Tell us about your path to art and to the Art Institute. My path to art was nontraditional, as I did not grow up going to museums or making art. It was only in college—when I went to the wrong class on the wrong day—that I discovered a passion for history and culture. When I eventually made the switch from premed to an art history major, I still didn’t know what a career in the arts could look like. I was fortunate to meet some great mentors along the way and charted my own unique and winding path. Early in my career I worked as a lecturer in adult programs at the Art Institute, and the lessons I learned from connecting visitors to this diverse, world-class collection stayed with me even after I left to pursue additional opportunities in academia and curating over the next 11 years. It was exciting to return a year and a half ago to see and then participate in an exciting new chapter for the Art Institute.

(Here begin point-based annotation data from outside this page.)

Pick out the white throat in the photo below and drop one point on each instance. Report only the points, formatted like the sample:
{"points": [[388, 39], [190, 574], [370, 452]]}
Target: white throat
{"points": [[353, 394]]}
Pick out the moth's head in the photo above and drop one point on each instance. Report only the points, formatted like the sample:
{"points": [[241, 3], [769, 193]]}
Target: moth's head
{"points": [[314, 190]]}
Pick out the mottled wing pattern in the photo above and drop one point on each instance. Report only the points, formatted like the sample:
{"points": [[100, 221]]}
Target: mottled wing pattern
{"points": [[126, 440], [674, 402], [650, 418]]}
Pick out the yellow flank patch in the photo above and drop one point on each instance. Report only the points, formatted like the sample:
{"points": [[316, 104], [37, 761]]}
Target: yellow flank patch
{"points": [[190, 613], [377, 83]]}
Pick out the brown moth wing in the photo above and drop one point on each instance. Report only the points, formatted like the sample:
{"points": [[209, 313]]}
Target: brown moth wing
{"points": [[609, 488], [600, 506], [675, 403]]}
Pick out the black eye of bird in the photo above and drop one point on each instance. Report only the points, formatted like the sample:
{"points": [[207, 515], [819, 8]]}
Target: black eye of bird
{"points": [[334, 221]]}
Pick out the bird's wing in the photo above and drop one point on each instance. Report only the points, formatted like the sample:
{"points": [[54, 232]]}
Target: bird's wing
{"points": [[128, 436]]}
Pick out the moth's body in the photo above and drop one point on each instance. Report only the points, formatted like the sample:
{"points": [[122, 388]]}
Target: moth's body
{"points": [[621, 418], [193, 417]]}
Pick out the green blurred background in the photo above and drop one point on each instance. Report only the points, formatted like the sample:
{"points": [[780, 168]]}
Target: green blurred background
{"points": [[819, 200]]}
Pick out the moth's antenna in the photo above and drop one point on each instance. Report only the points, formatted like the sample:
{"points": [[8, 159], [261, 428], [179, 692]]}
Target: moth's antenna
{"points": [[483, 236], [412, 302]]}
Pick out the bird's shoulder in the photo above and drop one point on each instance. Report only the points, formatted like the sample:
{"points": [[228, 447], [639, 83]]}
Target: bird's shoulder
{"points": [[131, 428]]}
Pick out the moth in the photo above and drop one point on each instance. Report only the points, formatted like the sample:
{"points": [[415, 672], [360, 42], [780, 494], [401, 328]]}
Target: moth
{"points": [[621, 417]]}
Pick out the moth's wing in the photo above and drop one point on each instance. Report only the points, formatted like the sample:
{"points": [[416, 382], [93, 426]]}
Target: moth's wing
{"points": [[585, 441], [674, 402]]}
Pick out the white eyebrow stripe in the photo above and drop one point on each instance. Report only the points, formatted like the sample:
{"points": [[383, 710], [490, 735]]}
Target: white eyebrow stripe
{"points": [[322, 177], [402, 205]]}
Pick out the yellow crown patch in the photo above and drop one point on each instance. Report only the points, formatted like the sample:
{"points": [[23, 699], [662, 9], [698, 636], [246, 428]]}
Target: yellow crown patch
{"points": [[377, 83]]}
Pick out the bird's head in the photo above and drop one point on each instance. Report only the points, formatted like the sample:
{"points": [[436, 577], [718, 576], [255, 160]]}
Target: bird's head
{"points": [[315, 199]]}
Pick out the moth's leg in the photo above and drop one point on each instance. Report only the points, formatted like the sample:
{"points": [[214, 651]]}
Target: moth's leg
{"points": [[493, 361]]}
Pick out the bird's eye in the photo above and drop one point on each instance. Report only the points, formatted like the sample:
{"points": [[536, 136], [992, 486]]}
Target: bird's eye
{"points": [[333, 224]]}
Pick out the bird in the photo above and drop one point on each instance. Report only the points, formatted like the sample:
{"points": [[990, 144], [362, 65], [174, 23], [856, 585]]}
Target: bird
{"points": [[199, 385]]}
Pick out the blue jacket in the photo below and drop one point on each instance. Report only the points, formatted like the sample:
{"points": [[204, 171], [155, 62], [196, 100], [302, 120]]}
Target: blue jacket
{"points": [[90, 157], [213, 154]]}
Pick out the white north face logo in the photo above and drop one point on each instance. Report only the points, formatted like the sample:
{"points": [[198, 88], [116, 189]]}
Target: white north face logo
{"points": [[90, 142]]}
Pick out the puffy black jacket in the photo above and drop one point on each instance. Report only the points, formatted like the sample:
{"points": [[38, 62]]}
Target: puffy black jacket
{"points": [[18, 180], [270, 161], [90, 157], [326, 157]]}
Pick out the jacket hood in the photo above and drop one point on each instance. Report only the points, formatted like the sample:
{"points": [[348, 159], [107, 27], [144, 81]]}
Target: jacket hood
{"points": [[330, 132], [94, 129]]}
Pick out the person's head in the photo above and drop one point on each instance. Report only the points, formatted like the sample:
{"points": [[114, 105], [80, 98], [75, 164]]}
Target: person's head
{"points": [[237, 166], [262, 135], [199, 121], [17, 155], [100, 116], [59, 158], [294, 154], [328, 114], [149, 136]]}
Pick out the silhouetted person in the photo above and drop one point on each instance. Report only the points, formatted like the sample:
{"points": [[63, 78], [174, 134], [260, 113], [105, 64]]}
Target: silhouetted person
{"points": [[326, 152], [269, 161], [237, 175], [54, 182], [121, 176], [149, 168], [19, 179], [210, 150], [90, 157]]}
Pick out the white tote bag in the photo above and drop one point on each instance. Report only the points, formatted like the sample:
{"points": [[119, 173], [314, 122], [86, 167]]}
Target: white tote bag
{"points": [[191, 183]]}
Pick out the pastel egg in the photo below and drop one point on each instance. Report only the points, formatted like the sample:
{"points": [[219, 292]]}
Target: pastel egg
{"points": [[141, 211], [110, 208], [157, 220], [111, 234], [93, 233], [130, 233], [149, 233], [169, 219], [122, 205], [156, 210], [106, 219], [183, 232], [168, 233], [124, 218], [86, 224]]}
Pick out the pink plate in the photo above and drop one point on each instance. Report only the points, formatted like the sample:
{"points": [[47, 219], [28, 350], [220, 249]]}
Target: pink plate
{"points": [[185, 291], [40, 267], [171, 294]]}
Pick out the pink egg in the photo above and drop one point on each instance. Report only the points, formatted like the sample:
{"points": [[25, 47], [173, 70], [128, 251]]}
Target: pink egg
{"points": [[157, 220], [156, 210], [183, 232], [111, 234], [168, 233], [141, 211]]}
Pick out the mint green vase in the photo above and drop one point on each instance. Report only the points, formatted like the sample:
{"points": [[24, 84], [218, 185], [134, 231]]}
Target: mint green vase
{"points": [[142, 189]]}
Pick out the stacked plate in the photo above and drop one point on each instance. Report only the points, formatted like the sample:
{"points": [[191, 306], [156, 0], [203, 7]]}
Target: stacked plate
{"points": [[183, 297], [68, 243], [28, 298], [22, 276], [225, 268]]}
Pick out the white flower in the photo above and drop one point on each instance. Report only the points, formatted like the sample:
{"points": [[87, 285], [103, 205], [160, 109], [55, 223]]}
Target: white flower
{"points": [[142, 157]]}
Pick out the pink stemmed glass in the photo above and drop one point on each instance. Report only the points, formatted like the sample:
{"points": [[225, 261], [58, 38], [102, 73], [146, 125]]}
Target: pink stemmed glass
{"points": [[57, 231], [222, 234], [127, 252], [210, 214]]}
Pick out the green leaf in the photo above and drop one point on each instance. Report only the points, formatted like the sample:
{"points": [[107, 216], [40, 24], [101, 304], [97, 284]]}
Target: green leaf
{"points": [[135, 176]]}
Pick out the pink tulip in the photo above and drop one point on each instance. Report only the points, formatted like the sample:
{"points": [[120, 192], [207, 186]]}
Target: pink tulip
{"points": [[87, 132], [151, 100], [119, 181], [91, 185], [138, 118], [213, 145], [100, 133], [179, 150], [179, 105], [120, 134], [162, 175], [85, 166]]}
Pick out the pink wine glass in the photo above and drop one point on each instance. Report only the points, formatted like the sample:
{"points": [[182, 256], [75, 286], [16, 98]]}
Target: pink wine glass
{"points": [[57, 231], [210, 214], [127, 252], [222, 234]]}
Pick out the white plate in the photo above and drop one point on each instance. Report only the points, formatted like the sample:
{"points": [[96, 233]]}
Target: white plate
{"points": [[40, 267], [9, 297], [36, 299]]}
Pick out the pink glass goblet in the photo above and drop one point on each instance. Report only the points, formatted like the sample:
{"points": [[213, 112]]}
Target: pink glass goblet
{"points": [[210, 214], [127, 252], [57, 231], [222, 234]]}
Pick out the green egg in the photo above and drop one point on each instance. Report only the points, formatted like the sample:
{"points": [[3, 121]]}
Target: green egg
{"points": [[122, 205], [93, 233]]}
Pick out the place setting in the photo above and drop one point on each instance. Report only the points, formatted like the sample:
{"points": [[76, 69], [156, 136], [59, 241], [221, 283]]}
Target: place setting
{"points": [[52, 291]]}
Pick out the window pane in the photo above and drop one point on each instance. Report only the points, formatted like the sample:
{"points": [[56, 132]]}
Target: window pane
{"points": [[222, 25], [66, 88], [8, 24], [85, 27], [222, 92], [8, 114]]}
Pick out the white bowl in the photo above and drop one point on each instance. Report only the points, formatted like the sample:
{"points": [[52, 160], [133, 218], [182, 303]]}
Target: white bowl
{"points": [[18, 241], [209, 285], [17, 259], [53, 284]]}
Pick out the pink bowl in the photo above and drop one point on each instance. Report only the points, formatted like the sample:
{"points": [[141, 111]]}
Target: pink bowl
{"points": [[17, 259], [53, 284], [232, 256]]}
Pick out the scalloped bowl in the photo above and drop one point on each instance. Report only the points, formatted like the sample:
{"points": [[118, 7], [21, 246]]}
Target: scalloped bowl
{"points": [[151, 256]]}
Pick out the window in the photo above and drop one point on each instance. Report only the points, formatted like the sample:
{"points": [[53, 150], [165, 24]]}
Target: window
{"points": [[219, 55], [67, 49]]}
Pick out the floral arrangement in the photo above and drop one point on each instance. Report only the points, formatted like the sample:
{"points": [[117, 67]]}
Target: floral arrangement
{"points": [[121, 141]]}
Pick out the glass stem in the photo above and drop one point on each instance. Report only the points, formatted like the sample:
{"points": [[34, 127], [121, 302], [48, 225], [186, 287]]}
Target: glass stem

In your current role, you create visitor programming, lead gallery tours, and work on interpretive elements like gallery labels and videos. How are they connected, and what do you enjoy most? All of my work is geared toward helping people make meaningful connections with art, whether it’s organizing in-gallery conversations with experts or editing an audio guide to ensure the content is compelling and accessible. I love that my role is multifaceted and requires me to read widely in the fields of art history, educational theory, and visitor-studies research. I learn about our collection and audiences as I plan and implement programming and then incorporate those insights into new platforms to enable visitors to navigate an exhibition or gallery on their own.
What principles guide the museum’s approach to adult learning? Are there any unique challenges or considerations when it comes to programming for adults? Programming for adults can be challenging because people take on many identities over the course of their adult lives. We strive to create a diverse spectrum of programs that consider the needs and interests of young adults, college students, parents, professionals, and retired people across different generations, physical abilities, and educational backgrounds. Recently, we’ve expanded the range of options for adults to incorporate more opportunities for art making, meditation, and close looking, and we’ve added more interactive and conversation-based programs and performances by artists and poets in the galleries.
Among the gallery talk series you and your colleagues have developed in the past year, do you have any favorites? I feel proudest of Intersections, the monthly conversation-based gallery program we started last November. It demonstrates to me that the museum can be a place for cultivating civil discourse about social issues and that art can help people from different backgrounds and generations to hear and learn from one another.
Do you have any kind of guilty-pleasure art, something you just want to look at and not interpret? If we define interpretation as the process by which we make sense of something, you could say that all interactions with art involve some kind of interpreting. That said, I’ve had moments in front of paintings by Diego Velazquez and Max Beckmann that took my breath away. There’s something special about just being with an artwork and not having to explain its impact with words.